Para todos que acompanham a história de Jesus Cristo através da Palestina podem perceber que sua prática em favor do povo marginalizado provocaria adesões e oposições. A chegada de Jesus em Jerusalém acelera o conflito entre os mesmos e demonstra que a neutralidade se torna algo impossível. Segundo as palavras de Balancin “não dá mais para ficar em cima do muro”. As opções têm que ser feitas: a favor ou contra a Jesus”.

Judas optou pela traição. Ele escolheu ficar do lado das autoridades. É a aliança de um discípulo com o centro do poder que leva Jesus Cristo a cruz.
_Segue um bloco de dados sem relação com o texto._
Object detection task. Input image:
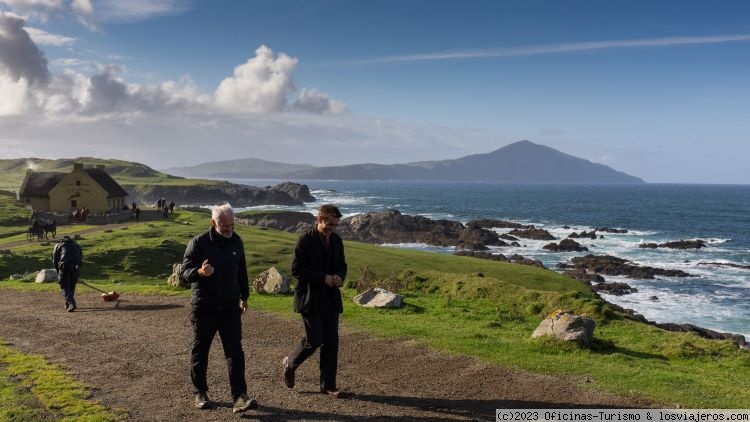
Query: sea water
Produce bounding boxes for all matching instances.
[232,179,750,339]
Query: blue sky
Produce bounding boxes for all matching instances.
[0,0,750,184]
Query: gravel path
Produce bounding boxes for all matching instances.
[0,286,651,421]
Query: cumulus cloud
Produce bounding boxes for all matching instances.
[215,45,297,113]
[26,26,75,47]
[0,13,49,85]
[293,88,347,114]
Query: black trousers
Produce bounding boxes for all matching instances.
[190,305,247,400]
[289,311,339,390]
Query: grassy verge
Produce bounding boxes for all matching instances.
[0,198,750,408]
[0,341,127,422]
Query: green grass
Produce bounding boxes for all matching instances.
[0,197,750,408]
[0,341,127,422]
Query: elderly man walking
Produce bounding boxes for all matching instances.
[181,204,258,413]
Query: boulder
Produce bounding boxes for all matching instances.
[34,268,57,283]
[354,287,404,308]
[531,310,596,346]
[542,239,589,252]
[253,267,291,294]
[167,263,190,289]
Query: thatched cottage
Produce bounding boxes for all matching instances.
[18,163,128,214]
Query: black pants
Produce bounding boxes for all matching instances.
[289,311,339,390]
[57,266,80,306]
[190,305,247,400]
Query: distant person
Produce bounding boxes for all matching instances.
[181,204,258,413]
[52,235,83,312]
[282,205,347,397]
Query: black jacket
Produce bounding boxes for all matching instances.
[180,227,250,307]
[52,238,83,271]
[292,228,347,313]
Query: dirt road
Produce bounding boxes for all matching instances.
[0,286,651,421]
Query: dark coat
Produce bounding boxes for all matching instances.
[292,228,347,313]
[180,227,250,308]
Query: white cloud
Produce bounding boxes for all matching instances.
[0,13,49,85]
[339,34,750,65]
[215,45,297,113]
[26,26,75,47]
[293,88,347,114]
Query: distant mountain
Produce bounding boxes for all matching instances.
[164,141,644,183]
[162,158,315,179]
[286,141,644,183]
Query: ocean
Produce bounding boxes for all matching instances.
[230,179,750,340]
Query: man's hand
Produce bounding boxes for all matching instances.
[198,260,214,277]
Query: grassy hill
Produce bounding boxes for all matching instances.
[0,196,750,408]
[0,157,219,192]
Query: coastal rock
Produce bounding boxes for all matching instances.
[654,323,747,347]
[594,227,628,233]
[591,282,638,296]
[354,287,404,308]
[571,255,692,280]
[466,218,534,230]
[542,239,589,252]
[34,268,57,283]
[237,211,315,233]
[568,230,596,239]
[453,251,508,262]
[337,210,506,250]
[253,267,291,294]
[508,229,555,240]
[531,310,596,346]
[638,239,707,249]
[273,182,315,202]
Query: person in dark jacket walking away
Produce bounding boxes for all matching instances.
[52,236,83,312]
[181,204,258,413]
[282,205,347,397]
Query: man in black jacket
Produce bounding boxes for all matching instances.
[282,205,346,397]
[52,235,83,312]
[181,204,258,413]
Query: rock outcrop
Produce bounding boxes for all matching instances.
[638,239,706,249]
[237,211,315,233]
[253,267,291,294]
[566,255,692,279]
[337,210,507,250]
[531,311,596,346]
[542,239,589,252]
[354,287,404,308]
[508,229,555,240]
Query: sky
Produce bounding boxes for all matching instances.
[0,0,750,184]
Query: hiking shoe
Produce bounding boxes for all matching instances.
[281,356,294,388]
[232,394,258,413]
[195,392,211,409]
[320,387,344,398]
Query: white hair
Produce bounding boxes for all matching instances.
[211,203,234,222]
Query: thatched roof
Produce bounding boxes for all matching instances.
[18,171,65,198]
[83,169,128,198]
[18,169,128,198]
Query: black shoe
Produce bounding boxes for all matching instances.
[195,392,211,409]
[281,356,294,388]
[232,394,258,413]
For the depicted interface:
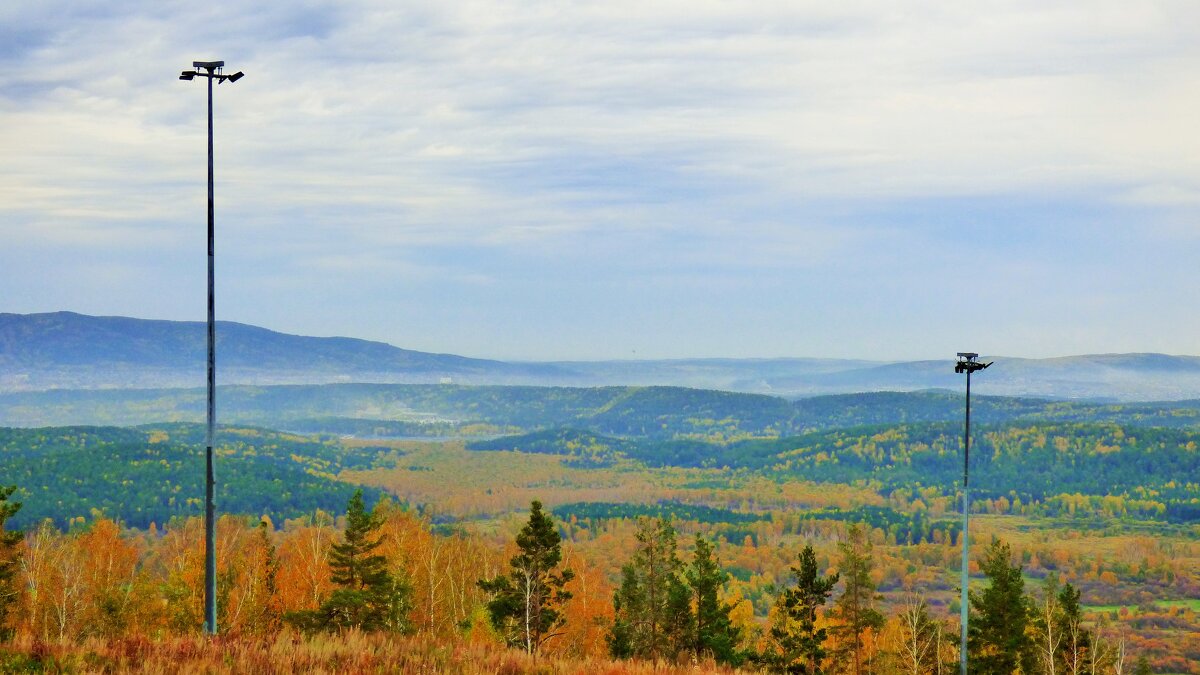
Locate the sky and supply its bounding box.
[0,0,1200,360]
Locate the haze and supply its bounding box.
[0,0,1200,360]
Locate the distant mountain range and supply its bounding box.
[0,312,1200,401]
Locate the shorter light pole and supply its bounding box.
[954,352,991,675]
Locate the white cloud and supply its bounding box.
[0,0,1200,357]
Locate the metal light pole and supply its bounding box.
[179,61,242,635]
[954,352,991,675]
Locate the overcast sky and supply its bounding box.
[0,0,1200,359]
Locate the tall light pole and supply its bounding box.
[954,352,991,675]
[179,61,242,635]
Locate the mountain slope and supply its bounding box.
[0,312,559,389]
[7,312,1200,401]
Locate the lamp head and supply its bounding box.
[954,352,994,375]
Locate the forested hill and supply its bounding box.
[0,384,1200,441]
[0,424,383,528]
[468,423,1200,522]
[7,312,1200,401]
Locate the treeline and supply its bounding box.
[0,424,385,528]
[9,383,1200,441]
[477,423,1200,522]
[0,488,1180,675]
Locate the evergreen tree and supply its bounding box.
[607,518,694,658]
[1058,584,1092,673]
[685,534,743,665]
[479,501,575,653]
[967,539,1034,675]
[0,485,22,640]
[763,545,838,675]
[605,565,644,658]
[830,524,884,675]
[288,490,412,633]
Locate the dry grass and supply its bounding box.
[0,632,730,675]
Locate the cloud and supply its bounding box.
[0,0,1200,356]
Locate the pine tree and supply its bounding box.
[0,485,22,640]
[685,534,743,665]
[605,565,646,658]
[763,545,838,675]
[1058,576,1093,674]
[967,539,1034,675]
[830,524,884,675]
[288,490,412,633]
[607,518,694,658]
[479,501,575,653]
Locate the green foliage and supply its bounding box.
[967,539,1034,675]
[0,425,380,527]
[607,518,695,659]
[684,534,744,665]
[798,504,962,544]
[761,545,838,675]
[287,490,412,633]
[0,485,22,640]
[479,500,575,653]
[830,525,884,675]
[553,500,767,526]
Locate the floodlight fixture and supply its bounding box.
[954,352,995,372]
[179,61,245,635]
[954,352,994,675]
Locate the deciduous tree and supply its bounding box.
[829,524,883,675]
[0,485,23,640]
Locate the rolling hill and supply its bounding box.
[0,312,1200,401]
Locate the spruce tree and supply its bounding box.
[479,501,575,653]
[685,534,743,665]
[607,518,694,658]
[763,545,838,675]
[288,490,412,633]
[605,565,644,658]
[1058,583,1092,673]
[967,539,1036,675]
[0,485,22,640]
[830,524,884,675]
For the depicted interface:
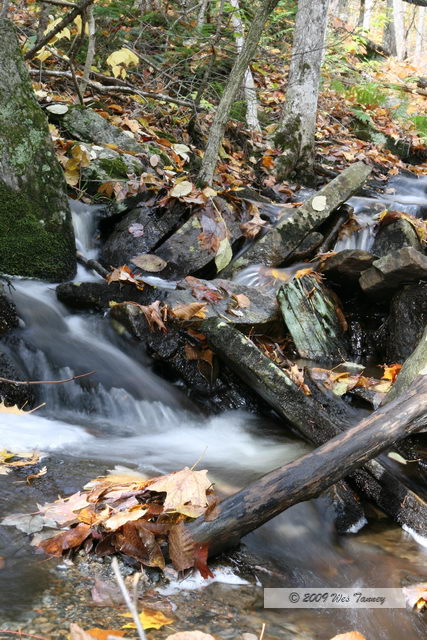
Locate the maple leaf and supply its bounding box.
[171,302,207,320]
[121,609,174,629]
[149,467,212,518]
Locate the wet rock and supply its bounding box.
[359,247,427,295]
[386,284,427,362]
[0,348,35,408]
[56,282,161,311]
[372,220,422,257]
[82,144,145,192]
[0,18,76,282]
[0,284,19,335]
[100,203,186,268]
[60,106,151,153]
[321,249,375,285]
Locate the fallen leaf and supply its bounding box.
[121,609,174,629]
[149,467,212,518]
[131,253,168,273]
[171,302,207,320]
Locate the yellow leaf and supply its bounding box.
[121,609,174,629]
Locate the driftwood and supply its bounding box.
[221,162,371,278]
[277,275,347,364]
[188,375,427,555]
[201,319,427,535]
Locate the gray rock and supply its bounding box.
[60,106,147,153]
[359,247,427,295]
[372,220,422,257]
[321,249,375,284]
[100,202,186,268]
[0,18,76,282]
[386,284,427,362]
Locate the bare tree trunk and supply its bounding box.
[80,5,96,95]
[198,0,279,184]
[275,0,329,178]
[393,0,406,60]
[230,0,261,131]
[415,7,426,62]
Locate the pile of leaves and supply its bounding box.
[16,467,217,578]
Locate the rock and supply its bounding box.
[0,351,35,409]
[386,284,427,363]
[60,106,147,153]
[0,18,76,281]
[372,220,422,257]
[56,282,161,311]
[320,249,375,285]
[359,247,427,295]
[81,144,145,193]
[100,202,186,268]
[0,284,19,335]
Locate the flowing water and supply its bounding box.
[0,182,427,640]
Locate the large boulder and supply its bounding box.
[0,18,76,281]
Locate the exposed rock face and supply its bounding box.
[386,284,427,362]
[321,249,375,284]
[0,18,76,281]
[359,247,427,295]
[372,220,422,258]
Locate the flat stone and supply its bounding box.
[386,283,427,363]
[359,247,427,295]
[372,219,422,257]
[321,249,375,284]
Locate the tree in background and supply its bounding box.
[275,0,329,178]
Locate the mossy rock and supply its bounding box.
[0,19,76,281]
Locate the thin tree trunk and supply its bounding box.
[230,0,261,131]
[80,5,96,95]
[275,0,329,179]
[187,375,427,555]
[198,0,279,184]
[415,7,426,62]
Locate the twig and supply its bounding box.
[29,69,201,109]
[111,557,147,640]
[24,0,94,60]
[0,370,96,385]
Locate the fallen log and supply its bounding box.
[200,319,427,535]
[277,274,347,364]
[221,162,371,278]
[188,375,427,555]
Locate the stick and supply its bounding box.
[0,371,96,385]
[24,0,94,60]
[111,557,147,640]
[187,375,427,555]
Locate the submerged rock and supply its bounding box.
[359,247,427,295]
[386,284,427,363]
[372,220,422,257]
[0,18,76,281]
[321,249,375,284]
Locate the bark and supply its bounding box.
[188,376,427,555]
[198,0,279,185]
[0,18,76,281]
[415,7,426,62]
[275,0,329,179]
[278,275,347,364]
[201,320,427,535]
[230,0,261,131]
[221,162,371,278]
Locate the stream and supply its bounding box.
[0,176,427,640]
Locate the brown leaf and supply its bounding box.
[38,522,91,558]
[131,253,168,273]
[149,467,212,518]
[172,302,207,320]
[168,522,194,571]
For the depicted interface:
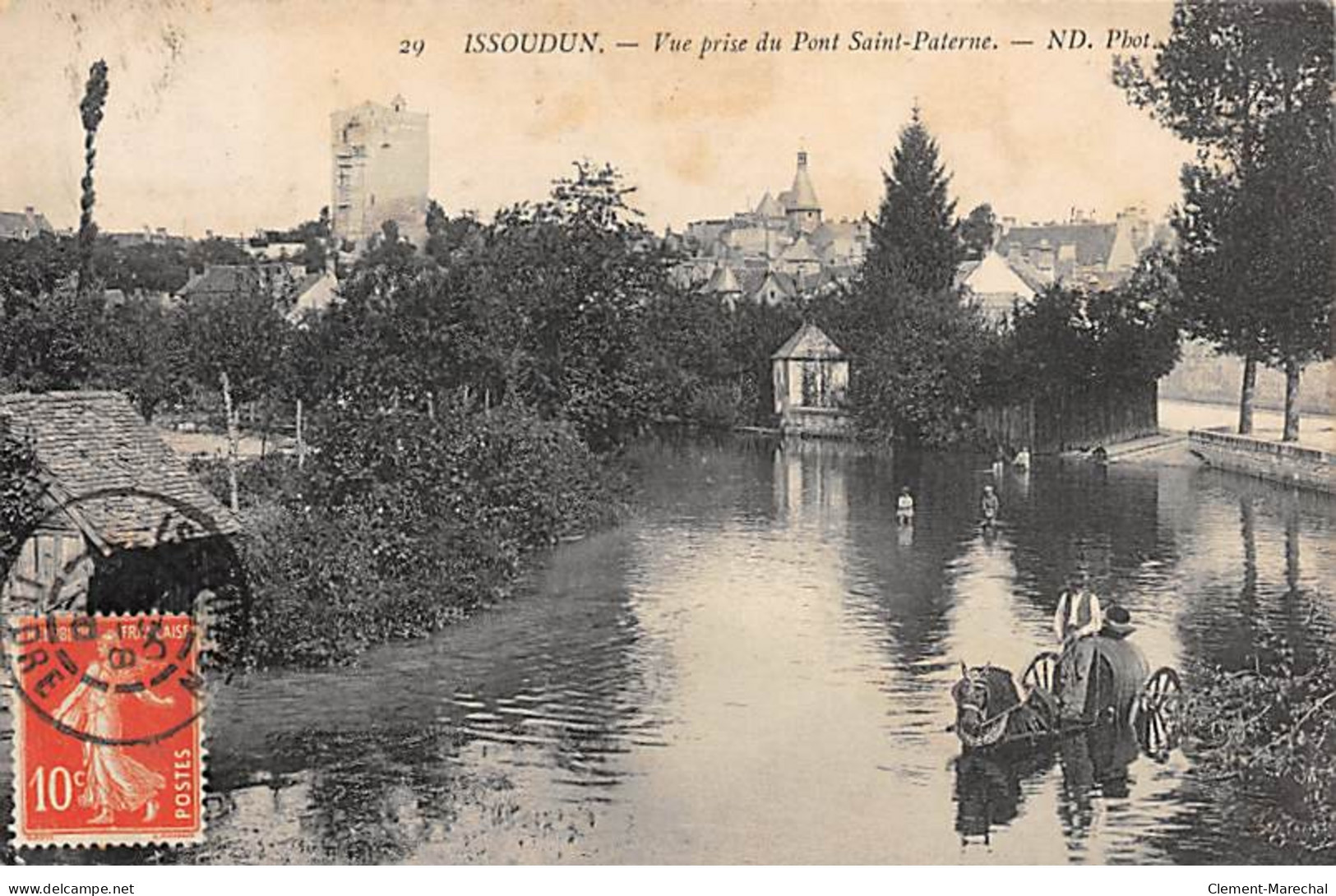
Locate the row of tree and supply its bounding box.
[1114,0,1336,441]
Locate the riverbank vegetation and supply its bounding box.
[1114,0,1336,441]
[1185,635,1336,861]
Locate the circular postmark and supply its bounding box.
[6,613,205,746]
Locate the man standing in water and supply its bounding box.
[981,485,1002,526]
[895,486,914,526]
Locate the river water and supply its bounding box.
[5,438,1336,862]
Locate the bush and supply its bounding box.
[686,383,744,428]
[1185,635,1336,857]
[214,407,616,667]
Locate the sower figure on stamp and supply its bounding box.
[55,631,173,824]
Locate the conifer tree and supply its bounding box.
[868,105,960,293]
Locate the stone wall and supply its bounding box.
[779,407,853,438]
[1188,430,1336,494]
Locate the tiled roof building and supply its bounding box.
[0,206,55,239]
[679,152,871,303]
[0,391,241,613]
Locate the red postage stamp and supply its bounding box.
[6,614,205,847]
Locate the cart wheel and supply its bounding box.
[1135,667,1182,763]
[1021,650,1062,695]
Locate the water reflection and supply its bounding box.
[0,438,1336,862]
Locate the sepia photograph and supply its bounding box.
[0,0,1336,871]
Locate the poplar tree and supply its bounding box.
[79,58,109,293]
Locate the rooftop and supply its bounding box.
[0,391,241,553]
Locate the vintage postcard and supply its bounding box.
[0,0,1336,871]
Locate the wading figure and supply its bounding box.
[979,485,1002,528]
[1053,588,1149,725]
[55,631,173,824]
[895,486,914,526]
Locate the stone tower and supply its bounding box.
[330,96,430,251]
[784,151,821,233]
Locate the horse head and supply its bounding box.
[951,663,1021,746]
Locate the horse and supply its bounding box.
[951,663,1056,749]
[951,635,1148,749]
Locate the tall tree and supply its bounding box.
[180,287,291,510]
[1113,0,1332,439]
[868,105,960,293]
[79,58,109,293]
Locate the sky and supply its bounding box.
[0,0,1190,237]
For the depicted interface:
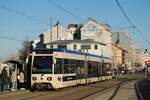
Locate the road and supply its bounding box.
[0,72,145,100]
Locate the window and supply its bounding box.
[81,45,91,49]
[73,44,77,50]
[54,58,62,74]
[58,45,67,49]
[32,56,53,74]
[94,45,98,50]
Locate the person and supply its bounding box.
[2,67,9,92]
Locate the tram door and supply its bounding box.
[76,67,82,84]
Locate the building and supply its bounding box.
[81,18,113,57]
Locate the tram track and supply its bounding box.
[0,79,137,100]
[23,81,125,100]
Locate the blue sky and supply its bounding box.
[0,0,150,59]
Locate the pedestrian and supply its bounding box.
[2,67,9,91]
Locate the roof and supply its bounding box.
[33,48,111,59]
[47,39,106,45]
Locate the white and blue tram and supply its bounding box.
[28,49,112,90]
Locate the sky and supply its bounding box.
[0,0,150,59]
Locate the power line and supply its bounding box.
[0,35,23,42]
[48,0,84,22]
[115,0,150,44]
[0,4,49,26]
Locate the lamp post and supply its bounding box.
[49,17,56,48]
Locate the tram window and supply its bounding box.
[54,59,62,74]
[94,45,98,50]
[73,44,77,50]
[64,59,76,73]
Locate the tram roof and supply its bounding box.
[33,48,111,59]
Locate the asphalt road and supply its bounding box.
[0,74,145,100]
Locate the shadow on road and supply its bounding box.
[108,81,127,100]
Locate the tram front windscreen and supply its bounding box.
[32,56,53,74]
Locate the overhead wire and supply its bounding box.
[48,0,84,22]
[0,4,49,26]
[0,35,23,42]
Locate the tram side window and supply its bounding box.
[64,59,76,73]
[88,61,99,77]
[54,59,62,74]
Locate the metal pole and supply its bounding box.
[49,17,54,48]
[84,48,88,84]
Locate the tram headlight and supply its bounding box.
[32,77,37,81]
[47,77,52,81]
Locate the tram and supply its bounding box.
[27,48,112,91]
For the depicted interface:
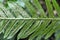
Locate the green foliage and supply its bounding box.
[0,0,60,40]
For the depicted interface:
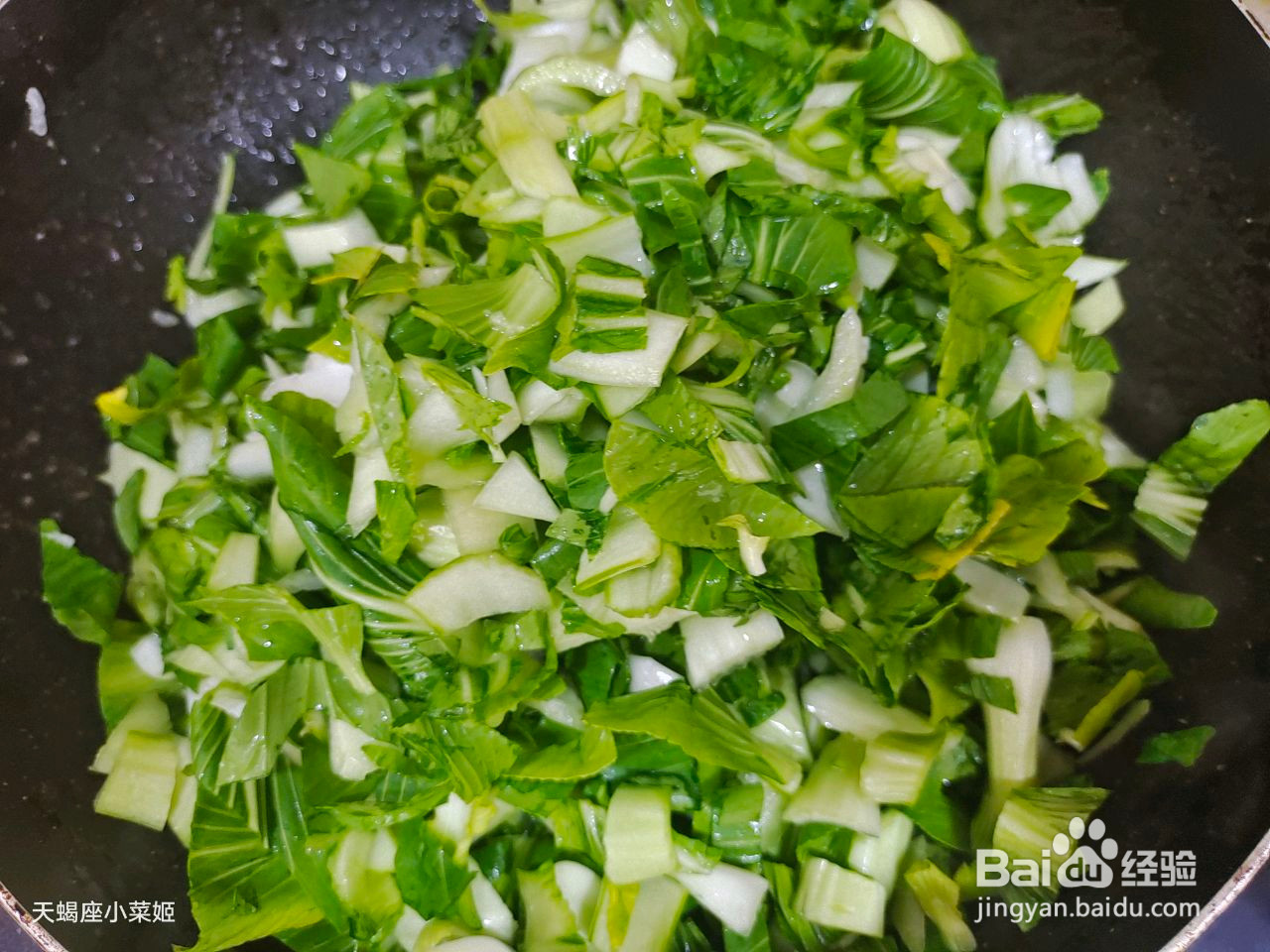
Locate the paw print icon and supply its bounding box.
[1052,816,1120,889]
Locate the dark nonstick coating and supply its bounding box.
[0,0,1270,952]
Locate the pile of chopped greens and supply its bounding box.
[44,0,1270,952]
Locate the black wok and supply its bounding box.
[0,0,1270,952]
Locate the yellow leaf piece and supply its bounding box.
[1015,278,1076,361]
[94,384,146,426]
[913,499,1010,579]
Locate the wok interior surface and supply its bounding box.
[0,0,1270,952]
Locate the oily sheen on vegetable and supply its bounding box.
[42,0,1270,952]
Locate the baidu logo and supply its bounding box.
[975,816,1195,889]
[1051,816,1120,889]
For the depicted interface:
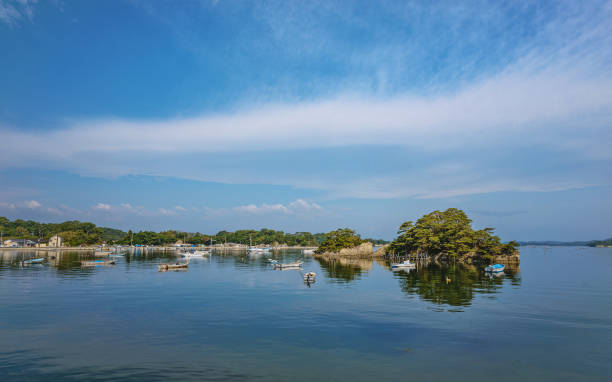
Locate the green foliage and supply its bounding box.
[0,217,125,246]
[389,208,518,259]
[316,228,365,253]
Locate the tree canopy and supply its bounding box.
[389,208,518,258]
[316,228,365,253]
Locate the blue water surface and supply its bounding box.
[0,247,612,381]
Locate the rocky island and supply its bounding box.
[316,208,520,264]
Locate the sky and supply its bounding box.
[0,0,612,241]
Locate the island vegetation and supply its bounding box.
[388,208,519,260]
[0,217,386,247]
[316,208,519,262]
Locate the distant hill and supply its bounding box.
[519,238,612,247]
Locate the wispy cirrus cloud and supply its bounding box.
[0,1,612,203]
[0,0,38,27]
[232,199,323,214]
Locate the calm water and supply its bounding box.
[0,247,612,381]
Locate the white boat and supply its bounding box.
[21,257,45,265]
[274,261,302,269]
[391,260,416,269]
[181,251,210,258]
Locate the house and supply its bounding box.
[4,239,36,247]
[47,235,64,248]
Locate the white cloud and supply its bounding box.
[0,0,38,27]
[23,200,41,209]
[232,199,323,214]
[0,202,16,210]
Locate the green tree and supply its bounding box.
[316,228,364,253]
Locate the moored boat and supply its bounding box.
[21,257,45,265]
[391,260,416,269]
[81,260,115,267]
[274,261,302,269]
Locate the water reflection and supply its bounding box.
[394,262,520,307]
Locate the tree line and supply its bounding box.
[389,208,519,259]
[0,217,385,247]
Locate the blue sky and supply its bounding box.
[0,0,612,240]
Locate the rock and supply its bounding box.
[321,242,373,257]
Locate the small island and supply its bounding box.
[316,208,520,264]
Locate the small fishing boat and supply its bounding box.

Os demais discípulos nos parecem que estão dispostos a defender o projeto de liberdade a qualquer custo. Mas, Jesus que confia na fidelidade do Pai, sabe muito bem que a covardia pode estar escondida por trás da boa vontade de alguns que o seguem. Mas ele está convicto que os discípulos, apesar do acovardamento latente, seguirão seu projeto, por isso planeja: “depois de ressuscitar, eu irei à frente de vocês para a Galileia” (Marcos 14,28).

Todos conhecemos o final dessa história, incluindo a ressurreição no terceiro dia. A sentença religiosa contra Jesus foi de blasfêmia e o Sinédrio o condenou por unanimidade à pena de morte. Lembremos: condenado pelo poder religioso e condenado pelo poder político. Considerado impuro, blasfemo, subversivo, bandido, ele está abandonado carregando sua cruz. À inscrição de Rei dos Judeus inaugura na história o tempo da realeza que não oprime, mas que dá a própria vida. O Jesus Rei que assume em sua própria carne e alma a condição dos mais marginalizados, desprezados e injustiçados seja física, política, social ou religiosamente.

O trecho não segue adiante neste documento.